A rejection handler stores any rejection results in an error object. The task.throw() method passes that error object back into the iterator, and if an error is caught in the task, result is assigned to the next yield result. Finally, step() is called inside catch() to continue.

This run() function can run any generator that uses yield to achieve asynchronous code without exposing promises (or callbacks) to the developer. In fact, since the return value of the function call is always converted into a promise, the function can even return something other than a promise. That means both synchronous and asynchronous methods work correctly when called using yield, and you never have to check that the return value is a promise.

The only concern is ensuring that asynchronous functions like readFile() return a promise that correctly identifies its state. For Node.js built-in methods, that means you’ll have to convert those methods to return promises instead of using callbacks.

Summary

Promises are designed to improve asynchronous programming in JavaScript by giving you more control and composability over asynchronous operations than events and callbacks can. Promises schedule jobs to be added to the JavaScript engine’s job queue for execution later, while a second job queue tracks promise fulfilment and rejection handlers to ensure proper execution.

Promises have three states: pending, fulfilled, and rejected. A promise starts in a pending state and becomes fulfilled on a successful execution or rejected on a failure.
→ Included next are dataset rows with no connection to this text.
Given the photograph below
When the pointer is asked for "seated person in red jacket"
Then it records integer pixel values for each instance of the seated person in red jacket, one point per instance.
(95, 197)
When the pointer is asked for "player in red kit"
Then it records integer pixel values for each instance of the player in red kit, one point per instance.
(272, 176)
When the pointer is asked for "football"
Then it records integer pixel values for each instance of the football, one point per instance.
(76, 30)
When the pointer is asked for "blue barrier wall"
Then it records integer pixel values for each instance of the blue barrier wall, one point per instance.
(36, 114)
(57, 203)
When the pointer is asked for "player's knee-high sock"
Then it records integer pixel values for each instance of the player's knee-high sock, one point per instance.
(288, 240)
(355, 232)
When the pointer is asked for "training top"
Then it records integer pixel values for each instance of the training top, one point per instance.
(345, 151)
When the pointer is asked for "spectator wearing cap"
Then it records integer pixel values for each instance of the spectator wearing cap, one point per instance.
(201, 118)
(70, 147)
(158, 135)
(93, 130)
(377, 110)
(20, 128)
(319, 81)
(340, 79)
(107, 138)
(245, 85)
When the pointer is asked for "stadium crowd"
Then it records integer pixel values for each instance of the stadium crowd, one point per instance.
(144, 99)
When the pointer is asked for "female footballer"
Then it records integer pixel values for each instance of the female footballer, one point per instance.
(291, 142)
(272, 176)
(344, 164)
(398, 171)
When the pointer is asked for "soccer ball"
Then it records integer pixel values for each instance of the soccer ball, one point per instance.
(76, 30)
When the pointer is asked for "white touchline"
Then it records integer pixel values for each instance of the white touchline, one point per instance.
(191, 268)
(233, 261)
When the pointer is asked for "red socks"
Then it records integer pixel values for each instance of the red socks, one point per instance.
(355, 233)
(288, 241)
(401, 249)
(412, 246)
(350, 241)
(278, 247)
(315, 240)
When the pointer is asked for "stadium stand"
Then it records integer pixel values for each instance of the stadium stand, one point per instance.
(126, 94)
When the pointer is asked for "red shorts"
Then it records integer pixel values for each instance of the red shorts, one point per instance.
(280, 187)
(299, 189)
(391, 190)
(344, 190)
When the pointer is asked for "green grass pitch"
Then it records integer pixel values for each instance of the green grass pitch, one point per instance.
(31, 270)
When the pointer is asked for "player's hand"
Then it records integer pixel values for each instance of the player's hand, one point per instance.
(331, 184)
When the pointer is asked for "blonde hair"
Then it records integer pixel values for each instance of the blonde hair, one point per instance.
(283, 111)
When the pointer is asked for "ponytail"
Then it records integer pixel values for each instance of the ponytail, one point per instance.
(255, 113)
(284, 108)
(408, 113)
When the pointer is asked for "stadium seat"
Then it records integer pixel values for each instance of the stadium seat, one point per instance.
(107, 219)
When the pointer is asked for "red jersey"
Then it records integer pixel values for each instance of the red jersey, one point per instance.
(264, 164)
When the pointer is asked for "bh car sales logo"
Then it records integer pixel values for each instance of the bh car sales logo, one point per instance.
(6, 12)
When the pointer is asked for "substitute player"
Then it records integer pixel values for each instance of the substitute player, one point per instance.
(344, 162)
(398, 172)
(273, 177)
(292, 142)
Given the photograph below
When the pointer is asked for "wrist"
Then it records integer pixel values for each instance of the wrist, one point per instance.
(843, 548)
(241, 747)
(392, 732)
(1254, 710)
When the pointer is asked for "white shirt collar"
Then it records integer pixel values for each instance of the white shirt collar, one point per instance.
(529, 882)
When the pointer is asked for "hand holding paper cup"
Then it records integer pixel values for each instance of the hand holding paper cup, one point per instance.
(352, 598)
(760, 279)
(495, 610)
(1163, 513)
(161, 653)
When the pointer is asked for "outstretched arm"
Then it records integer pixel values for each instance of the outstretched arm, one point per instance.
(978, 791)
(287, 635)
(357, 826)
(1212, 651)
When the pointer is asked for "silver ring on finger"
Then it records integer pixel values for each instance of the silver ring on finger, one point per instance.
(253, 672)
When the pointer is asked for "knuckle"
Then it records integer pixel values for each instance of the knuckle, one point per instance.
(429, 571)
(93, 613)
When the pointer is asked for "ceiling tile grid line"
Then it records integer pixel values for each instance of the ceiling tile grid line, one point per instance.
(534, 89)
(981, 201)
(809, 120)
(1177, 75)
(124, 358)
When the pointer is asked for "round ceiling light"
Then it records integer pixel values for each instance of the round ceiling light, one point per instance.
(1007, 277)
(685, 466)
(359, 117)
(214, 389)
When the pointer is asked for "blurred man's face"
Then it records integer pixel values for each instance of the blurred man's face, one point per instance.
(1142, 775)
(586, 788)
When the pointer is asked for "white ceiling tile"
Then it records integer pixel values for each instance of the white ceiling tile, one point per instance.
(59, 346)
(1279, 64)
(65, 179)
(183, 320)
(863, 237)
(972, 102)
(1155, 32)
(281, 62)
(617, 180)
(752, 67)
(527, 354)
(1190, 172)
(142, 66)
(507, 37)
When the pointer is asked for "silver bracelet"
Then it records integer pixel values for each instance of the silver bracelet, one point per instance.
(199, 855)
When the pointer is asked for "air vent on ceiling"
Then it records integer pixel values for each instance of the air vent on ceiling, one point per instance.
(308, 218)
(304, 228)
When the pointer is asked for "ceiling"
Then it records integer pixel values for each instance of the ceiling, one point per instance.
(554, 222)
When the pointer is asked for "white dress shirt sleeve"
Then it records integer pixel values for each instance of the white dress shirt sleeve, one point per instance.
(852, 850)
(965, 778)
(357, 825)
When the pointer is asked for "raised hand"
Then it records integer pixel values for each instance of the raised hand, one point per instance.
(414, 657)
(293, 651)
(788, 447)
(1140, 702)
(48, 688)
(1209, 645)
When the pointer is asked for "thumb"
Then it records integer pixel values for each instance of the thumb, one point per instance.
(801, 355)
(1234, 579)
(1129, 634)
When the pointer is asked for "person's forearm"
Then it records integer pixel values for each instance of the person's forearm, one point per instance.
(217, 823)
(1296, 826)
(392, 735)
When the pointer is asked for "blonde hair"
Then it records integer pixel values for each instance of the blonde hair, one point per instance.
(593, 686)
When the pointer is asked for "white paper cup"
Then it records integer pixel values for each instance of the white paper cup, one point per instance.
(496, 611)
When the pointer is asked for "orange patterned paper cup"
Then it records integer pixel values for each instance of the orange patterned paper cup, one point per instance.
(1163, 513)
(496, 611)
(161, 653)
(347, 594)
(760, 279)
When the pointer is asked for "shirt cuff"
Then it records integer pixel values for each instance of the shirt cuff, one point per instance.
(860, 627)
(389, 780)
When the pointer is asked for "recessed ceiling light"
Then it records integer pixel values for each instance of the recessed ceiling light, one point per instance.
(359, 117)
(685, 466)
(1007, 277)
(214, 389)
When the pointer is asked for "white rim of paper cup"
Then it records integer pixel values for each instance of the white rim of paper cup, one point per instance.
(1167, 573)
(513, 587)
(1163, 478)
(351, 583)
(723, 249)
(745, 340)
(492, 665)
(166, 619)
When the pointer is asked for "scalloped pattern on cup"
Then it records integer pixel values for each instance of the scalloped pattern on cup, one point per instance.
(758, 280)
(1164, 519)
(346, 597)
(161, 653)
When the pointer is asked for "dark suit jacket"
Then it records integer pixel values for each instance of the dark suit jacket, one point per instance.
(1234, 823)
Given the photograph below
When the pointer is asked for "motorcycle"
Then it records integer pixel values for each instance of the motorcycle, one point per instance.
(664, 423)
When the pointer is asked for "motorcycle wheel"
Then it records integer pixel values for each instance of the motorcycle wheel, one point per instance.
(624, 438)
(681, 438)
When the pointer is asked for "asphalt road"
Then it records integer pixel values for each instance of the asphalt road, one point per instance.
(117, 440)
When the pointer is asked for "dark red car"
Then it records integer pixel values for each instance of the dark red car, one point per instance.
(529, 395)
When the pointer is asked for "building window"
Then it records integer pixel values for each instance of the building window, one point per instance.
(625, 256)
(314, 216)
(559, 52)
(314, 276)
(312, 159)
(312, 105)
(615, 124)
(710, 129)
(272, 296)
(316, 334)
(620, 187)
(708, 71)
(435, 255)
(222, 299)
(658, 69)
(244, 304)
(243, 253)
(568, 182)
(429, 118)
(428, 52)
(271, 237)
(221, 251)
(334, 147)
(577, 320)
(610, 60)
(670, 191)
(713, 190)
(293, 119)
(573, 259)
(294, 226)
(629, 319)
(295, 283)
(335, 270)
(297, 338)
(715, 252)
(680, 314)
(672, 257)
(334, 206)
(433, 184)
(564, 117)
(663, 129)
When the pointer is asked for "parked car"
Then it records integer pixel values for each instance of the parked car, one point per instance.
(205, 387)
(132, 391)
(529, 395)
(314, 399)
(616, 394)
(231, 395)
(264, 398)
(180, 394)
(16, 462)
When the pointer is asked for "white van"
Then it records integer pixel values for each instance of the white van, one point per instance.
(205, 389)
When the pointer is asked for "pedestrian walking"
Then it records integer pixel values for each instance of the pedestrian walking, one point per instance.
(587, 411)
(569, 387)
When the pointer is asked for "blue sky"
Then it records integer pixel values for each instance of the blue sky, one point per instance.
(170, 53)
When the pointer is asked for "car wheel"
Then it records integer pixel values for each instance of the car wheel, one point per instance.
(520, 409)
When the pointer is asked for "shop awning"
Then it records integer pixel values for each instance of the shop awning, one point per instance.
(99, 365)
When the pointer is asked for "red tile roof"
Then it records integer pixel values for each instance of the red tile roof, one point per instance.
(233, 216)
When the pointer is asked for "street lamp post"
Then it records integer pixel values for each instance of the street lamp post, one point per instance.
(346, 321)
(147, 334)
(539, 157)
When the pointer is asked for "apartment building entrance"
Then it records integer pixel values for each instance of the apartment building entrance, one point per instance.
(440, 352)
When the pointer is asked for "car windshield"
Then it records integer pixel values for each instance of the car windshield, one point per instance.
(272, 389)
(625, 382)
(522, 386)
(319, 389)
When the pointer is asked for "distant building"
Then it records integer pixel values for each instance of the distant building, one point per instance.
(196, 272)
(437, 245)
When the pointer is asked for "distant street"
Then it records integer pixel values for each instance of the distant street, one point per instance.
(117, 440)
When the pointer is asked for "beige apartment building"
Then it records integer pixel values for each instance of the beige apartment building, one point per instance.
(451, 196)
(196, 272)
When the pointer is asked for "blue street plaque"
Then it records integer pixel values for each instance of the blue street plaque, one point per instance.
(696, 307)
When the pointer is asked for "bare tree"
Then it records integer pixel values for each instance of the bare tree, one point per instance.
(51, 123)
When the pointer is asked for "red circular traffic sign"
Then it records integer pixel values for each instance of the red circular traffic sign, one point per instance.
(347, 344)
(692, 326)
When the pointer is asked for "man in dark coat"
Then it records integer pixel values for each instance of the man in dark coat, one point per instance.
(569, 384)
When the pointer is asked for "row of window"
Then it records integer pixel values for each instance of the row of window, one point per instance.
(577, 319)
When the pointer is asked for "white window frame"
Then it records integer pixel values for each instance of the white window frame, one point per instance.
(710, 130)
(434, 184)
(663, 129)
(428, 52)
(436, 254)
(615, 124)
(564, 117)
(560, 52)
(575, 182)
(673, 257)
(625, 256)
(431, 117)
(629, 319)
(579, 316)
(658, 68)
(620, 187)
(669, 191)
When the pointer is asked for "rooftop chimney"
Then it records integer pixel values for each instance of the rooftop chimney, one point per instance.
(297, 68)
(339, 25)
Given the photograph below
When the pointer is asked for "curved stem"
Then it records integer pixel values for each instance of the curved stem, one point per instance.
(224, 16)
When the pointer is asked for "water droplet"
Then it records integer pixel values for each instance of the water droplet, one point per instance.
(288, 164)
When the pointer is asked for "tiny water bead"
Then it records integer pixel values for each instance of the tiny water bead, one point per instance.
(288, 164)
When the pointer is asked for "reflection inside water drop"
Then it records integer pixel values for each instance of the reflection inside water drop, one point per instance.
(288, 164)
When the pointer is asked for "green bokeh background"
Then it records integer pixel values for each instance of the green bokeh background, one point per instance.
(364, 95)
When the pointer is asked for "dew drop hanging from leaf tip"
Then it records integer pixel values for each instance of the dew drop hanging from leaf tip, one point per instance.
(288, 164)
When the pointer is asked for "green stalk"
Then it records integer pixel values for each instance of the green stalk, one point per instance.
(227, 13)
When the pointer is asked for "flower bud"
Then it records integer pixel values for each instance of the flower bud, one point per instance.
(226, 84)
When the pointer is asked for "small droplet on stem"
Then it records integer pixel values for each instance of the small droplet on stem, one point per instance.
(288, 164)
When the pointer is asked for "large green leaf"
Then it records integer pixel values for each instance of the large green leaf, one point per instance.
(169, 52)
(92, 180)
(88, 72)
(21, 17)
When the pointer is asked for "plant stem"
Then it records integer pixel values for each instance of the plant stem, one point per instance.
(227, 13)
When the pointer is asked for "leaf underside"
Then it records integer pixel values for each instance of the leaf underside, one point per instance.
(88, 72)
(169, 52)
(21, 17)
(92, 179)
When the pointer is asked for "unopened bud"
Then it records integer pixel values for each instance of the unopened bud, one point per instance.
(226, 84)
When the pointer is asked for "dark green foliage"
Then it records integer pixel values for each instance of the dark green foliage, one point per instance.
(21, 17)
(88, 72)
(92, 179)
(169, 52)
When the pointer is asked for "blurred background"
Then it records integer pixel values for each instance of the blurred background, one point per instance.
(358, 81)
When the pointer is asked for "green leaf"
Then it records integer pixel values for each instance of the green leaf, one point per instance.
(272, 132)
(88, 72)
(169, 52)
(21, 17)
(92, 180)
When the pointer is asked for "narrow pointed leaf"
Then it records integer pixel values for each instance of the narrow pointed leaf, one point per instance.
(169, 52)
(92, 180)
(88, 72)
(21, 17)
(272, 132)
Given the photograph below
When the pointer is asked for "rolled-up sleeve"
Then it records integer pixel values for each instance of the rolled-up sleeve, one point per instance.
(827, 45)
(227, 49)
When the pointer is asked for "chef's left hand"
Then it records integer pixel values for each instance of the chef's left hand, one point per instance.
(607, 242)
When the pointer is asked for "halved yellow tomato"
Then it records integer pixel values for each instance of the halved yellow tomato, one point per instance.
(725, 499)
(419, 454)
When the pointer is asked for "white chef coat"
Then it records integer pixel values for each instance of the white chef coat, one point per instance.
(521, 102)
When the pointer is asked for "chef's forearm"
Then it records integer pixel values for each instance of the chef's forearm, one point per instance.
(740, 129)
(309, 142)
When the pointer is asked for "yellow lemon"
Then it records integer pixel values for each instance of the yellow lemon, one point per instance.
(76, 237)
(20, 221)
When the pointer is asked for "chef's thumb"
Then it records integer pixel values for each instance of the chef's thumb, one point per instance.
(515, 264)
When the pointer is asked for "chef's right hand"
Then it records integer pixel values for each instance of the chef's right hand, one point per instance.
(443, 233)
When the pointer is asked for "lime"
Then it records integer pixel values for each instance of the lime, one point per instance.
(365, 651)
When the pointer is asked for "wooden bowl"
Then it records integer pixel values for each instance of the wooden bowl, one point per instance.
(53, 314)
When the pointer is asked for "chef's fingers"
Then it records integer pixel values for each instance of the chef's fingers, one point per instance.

In either case, handlers can be added to indicate when a promise is settled. The then() method allows you to assign a fulfillment and rejection handler and the catch() method allows you to assign only a rejection handler.

You can chain promises together in a variety of ways and pass information between them. Each call to then() creates and returns a new promise that is resolved when the previous one is resolved. Such chains can be used to trigger responses to a series of asynchronous events. You can also use Promise.race() and Promise.all() to monitor the progress of multiple promises and respond accordingly.

Asynchronous task running is easier when you combine generators and promises, as promises give a common interface that asynchronous operations can return. You can then use generators and the yield operator to wait for asynchronous responses and respond appropriately.

Most new web APIs are being built on top of promises, and you can expect many more to follow suit in the future.